NextImg:Opinion | The Character-Building Tool Kit

I’ve always liked the TV character Ted Lasso’s definition of moral education. Being a soccer coach, he said, is “about helping these young fellas be the best versions of themselves on and off the field.”

A few years ago, a University of Pennsylvania psychologist, Angela Duckworth, got a bit more specific. She wrote that character formation means building up three types of strengths: strengths of the heart (being kind, considerate, generous), strengths of the mind (being curious, open-minded, having good judgment) and strengths of the will (self-control, determination, courage).

I’m one of those people who think character is destiny and that moral formation is at the center of any healthy society. But if you’re a teacher in front of a classroom, with 25 or more distracted students in front of you, how exactly can you pull this off? Moral formation isn’t just downloading content into a bunch of brains; it involves an inner transformation of the heart. It involves helping students change their motivations so that they want to lead the kind of honorable and purposeful lives that are truly worth wanting. It’s more about inspiration than information.

And yet every day, there are schools that are doing it. On just about every campus I visit there are professors who teach with the idea that they can help their students become better people. It may be a literature professor teaching empathy or a physics professor who doesn’t teach only physics but also the scientific way of life — how to lead a life devoted to wonder, curiosity, intellectual rigor and exploration.

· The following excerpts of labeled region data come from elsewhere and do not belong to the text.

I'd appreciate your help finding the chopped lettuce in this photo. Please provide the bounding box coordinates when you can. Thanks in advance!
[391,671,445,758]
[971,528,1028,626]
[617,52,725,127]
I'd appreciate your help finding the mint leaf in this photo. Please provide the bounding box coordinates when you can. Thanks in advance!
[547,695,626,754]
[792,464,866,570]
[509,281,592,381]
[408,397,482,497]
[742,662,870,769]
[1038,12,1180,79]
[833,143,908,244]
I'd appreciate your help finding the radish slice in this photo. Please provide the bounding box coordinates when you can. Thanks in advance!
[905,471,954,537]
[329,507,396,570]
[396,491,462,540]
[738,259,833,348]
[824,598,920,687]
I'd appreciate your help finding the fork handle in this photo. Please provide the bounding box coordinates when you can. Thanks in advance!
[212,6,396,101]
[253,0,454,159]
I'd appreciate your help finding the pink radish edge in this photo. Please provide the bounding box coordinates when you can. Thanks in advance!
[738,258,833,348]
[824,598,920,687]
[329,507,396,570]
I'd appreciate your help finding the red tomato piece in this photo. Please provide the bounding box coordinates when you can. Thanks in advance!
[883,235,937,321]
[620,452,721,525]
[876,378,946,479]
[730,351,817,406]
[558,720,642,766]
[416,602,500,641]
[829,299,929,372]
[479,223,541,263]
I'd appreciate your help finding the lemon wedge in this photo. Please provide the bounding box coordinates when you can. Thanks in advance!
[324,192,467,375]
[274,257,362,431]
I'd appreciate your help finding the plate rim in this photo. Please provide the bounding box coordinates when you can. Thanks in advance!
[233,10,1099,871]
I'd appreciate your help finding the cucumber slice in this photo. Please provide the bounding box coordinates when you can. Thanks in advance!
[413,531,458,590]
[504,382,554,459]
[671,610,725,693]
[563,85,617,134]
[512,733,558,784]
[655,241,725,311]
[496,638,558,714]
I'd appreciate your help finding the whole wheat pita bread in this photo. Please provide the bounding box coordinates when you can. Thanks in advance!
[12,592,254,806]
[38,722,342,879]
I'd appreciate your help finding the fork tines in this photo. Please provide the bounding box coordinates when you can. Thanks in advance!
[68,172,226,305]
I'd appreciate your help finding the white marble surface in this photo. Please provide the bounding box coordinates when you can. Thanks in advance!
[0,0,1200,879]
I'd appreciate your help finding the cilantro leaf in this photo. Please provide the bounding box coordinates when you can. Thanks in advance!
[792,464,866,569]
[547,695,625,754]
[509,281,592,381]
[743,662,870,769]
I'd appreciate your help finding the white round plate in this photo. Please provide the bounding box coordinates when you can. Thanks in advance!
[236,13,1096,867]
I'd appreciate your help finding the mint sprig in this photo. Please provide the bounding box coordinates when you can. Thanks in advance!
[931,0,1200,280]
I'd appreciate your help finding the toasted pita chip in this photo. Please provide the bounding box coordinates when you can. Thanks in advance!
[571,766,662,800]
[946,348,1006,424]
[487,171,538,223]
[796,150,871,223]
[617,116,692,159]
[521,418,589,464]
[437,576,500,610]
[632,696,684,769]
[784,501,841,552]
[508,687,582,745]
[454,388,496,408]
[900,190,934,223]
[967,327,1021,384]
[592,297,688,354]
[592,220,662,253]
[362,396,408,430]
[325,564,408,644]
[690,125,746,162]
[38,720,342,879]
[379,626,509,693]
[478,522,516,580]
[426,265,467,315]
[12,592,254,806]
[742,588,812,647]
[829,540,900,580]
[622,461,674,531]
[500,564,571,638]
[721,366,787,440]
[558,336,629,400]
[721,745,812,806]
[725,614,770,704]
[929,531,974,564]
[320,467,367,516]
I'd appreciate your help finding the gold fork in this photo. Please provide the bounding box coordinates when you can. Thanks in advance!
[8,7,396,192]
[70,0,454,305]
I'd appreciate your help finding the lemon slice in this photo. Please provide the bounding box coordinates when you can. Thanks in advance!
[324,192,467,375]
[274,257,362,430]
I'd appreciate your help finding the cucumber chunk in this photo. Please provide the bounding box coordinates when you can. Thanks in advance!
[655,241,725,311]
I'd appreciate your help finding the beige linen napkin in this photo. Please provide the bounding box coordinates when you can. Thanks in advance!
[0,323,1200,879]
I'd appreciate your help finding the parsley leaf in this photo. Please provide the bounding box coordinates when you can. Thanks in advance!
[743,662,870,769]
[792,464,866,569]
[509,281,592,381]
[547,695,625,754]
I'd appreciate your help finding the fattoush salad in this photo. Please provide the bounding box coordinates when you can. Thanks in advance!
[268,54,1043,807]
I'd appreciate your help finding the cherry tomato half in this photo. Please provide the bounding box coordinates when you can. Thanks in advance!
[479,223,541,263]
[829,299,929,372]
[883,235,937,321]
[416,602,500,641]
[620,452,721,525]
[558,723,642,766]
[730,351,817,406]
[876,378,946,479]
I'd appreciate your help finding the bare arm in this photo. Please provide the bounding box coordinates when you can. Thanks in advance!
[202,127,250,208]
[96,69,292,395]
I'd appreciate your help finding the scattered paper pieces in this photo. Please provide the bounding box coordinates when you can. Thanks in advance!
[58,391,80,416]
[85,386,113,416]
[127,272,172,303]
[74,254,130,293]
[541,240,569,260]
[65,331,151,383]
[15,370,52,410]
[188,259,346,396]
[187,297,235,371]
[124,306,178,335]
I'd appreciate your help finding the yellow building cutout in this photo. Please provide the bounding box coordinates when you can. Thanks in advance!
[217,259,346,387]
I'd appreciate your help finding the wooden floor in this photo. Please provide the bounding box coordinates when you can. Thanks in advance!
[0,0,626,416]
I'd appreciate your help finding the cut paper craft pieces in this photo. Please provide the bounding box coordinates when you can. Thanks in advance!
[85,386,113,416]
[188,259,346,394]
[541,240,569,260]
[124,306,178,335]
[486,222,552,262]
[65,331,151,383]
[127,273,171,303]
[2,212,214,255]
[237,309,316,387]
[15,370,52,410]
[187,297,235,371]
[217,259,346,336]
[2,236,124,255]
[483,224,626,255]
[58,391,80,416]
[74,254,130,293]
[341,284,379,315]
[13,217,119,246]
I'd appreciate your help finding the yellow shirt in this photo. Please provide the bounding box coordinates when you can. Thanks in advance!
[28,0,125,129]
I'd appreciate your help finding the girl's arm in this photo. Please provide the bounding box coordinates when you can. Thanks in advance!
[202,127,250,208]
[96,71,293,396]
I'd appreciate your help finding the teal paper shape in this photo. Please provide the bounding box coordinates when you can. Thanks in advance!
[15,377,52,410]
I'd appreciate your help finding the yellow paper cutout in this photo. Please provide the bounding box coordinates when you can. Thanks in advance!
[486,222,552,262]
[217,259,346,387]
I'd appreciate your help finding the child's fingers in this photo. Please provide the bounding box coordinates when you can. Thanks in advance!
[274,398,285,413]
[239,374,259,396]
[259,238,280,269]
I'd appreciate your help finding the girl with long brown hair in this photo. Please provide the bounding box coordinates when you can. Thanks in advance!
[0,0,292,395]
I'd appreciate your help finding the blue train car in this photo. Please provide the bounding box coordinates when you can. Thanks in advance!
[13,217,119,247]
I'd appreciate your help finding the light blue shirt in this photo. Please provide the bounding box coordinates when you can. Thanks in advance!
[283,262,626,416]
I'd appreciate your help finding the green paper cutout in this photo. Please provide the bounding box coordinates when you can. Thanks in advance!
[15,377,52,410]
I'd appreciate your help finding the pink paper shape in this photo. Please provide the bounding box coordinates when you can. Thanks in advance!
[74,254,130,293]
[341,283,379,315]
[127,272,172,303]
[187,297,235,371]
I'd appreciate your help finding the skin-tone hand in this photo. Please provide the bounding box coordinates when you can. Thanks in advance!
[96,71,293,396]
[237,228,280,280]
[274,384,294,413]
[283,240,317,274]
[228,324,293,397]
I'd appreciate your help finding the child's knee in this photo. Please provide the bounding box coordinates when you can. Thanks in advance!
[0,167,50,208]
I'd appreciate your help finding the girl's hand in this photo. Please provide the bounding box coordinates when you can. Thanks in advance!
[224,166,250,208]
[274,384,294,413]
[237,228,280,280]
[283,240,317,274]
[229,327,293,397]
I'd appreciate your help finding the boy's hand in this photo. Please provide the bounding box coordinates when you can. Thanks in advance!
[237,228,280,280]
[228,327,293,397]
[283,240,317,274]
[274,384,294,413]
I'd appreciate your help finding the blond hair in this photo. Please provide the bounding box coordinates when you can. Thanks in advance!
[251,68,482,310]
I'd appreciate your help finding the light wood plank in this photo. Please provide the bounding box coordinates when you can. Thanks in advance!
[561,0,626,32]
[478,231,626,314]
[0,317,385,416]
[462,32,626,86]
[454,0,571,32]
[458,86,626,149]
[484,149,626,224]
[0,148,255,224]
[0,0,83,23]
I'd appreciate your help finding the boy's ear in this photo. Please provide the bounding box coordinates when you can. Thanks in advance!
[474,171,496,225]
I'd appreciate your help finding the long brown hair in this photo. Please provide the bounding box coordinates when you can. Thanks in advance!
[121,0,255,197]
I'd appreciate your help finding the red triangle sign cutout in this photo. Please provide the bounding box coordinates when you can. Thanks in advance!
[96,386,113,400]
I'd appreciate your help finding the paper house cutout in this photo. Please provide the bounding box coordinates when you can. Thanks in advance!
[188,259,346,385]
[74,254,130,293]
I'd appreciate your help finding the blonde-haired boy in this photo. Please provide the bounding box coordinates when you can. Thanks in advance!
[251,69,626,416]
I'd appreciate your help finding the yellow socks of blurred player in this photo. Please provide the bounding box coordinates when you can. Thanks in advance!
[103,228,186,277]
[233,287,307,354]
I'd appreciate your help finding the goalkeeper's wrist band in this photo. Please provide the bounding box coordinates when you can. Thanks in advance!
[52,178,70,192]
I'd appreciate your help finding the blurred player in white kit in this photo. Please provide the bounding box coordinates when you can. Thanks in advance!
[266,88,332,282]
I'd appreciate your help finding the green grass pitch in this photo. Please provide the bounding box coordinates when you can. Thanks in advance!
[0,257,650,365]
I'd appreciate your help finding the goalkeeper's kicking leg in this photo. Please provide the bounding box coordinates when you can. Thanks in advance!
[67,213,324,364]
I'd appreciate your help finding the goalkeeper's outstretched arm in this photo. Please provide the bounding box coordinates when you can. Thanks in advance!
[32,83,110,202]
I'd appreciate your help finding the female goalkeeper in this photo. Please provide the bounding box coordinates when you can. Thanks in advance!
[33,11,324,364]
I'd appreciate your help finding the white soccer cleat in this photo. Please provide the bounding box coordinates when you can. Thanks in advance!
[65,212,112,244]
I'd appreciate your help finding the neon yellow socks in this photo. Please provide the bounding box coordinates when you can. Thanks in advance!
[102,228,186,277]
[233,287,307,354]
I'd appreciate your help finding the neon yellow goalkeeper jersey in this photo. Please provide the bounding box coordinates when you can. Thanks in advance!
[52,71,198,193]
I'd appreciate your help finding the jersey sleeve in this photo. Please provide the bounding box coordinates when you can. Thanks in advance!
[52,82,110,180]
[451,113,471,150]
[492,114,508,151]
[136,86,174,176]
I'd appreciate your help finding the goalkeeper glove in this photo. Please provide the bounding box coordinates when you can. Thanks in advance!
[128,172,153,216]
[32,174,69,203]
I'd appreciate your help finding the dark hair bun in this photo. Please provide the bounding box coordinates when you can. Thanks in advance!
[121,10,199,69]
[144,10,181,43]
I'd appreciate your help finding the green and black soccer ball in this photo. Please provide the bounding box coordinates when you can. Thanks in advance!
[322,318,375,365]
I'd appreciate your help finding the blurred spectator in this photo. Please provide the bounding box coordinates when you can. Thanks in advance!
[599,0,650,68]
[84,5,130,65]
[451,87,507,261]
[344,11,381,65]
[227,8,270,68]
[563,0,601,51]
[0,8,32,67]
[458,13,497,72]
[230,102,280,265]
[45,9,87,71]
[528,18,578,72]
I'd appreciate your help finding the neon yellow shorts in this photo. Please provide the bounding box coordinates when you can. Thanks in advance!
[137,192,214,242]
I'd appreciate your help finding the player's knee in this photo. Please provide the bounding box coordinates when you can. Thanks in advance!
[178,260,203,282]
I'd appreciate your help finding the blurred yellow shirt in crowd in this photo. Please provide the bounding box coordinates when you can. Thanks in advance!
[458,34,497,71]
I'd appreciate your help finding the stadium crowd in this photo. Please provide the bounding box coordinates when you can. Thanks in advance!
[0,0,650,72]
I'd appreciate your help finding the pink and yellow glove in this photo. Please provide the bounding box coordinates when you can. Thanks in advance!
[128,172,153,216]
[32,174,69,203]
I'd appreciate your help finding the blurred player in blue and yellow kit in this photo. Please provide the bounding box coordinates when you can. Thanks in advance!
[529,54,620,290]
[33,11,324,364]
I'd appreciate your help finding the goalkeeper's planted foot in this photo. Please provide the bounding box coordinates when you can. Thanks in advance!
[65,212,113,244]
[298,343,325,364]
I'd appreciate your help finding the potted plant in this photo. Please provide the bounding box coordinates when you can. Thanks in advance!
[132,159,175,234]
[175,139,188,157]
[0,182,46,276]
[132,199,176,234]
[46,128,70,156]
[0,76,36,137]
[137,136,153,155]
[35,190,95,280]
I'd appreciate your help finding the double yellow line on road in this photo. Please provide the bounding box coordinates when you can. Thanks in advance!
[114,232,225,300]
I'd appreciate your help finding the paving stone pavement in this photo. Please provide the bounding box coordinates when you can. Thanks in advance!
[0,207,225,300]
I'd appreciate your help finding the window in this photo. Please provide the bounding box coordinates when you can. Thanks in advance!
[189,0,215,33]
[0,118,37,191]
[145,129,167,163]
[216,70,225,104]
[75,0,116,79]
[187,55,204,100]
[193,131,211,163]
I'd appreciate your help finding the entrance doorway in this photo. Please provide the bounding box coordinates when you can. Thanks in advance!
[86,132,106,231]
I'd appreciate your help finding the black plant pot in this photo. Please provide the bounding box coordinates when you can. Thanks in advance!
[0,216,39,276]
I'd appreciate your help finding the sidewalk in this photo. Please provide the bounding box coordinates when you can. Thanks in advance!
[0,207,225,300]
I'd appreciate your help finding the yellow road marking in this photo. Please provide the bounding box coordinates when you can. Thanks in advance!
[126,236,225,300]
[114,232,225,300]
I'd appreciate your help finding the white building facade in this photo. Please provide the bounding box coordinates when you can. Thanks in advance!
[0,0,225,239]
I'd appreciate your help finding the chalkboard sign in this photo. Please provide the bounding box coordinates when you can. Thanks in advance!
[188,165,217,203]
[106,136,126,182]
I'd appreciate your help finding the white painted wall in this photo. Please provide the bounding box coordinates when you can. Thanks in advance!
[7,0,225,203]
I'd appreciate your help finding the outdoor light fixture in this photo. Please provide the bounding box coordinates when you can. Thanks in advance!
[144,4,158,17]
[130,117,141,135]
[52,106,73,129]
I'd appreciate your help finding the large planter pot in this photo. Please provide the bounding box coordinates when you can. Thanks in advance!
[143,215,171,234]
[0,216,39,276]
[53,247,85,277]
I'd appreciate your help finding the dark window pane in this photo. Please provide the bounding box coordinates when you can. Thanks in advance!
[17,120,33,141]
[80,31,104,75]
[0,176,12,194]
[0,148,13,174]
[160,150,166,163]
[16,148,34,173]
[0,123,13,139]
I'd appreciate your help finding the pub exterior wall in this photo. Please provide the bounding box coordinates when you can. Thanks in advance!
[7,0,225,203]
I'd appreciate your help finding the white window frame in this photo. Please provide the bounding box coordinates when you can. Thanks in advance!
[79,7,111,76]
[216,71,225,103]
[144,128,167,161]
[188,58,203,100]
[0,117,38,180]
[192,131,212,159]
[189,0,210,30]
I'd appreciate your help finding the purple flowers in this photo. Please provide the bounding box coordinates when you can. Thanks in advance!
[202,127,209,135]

This week I was at a convening on moral development hosted by the Making Caring Common project at Harvard’s Graduate School of Education. The room was filled mainly with educators and as they described their work, it was like being offered a tool kit of concrete practices that together constitute an outstanding moral education. Here are some of the ideas the conversation stirred in me. I suspect that they could be helpful for parents as well as teachers or anybody who wants to build a society in which it is easier to be good:

A countercultural institutional ethos. People’s characters are primarily formed when they live within coherent moral ecologies. They are formed within an institution — whether it’s a school, a biker gang, a company or the Marine Corps — that has a distinct ethos, that holds up certain standards (“This is how we do things here”). In this way habits and temperament are slowly engraved upon the people in the group.

Richard Weissbourd, the faculty director of Making Caring Common, notes that over the past many years, schools and the broader culture have embraced the idea that the purpose of childhood is to prepare for individual achievement and happiness, rather than, say, caring for others or the common good.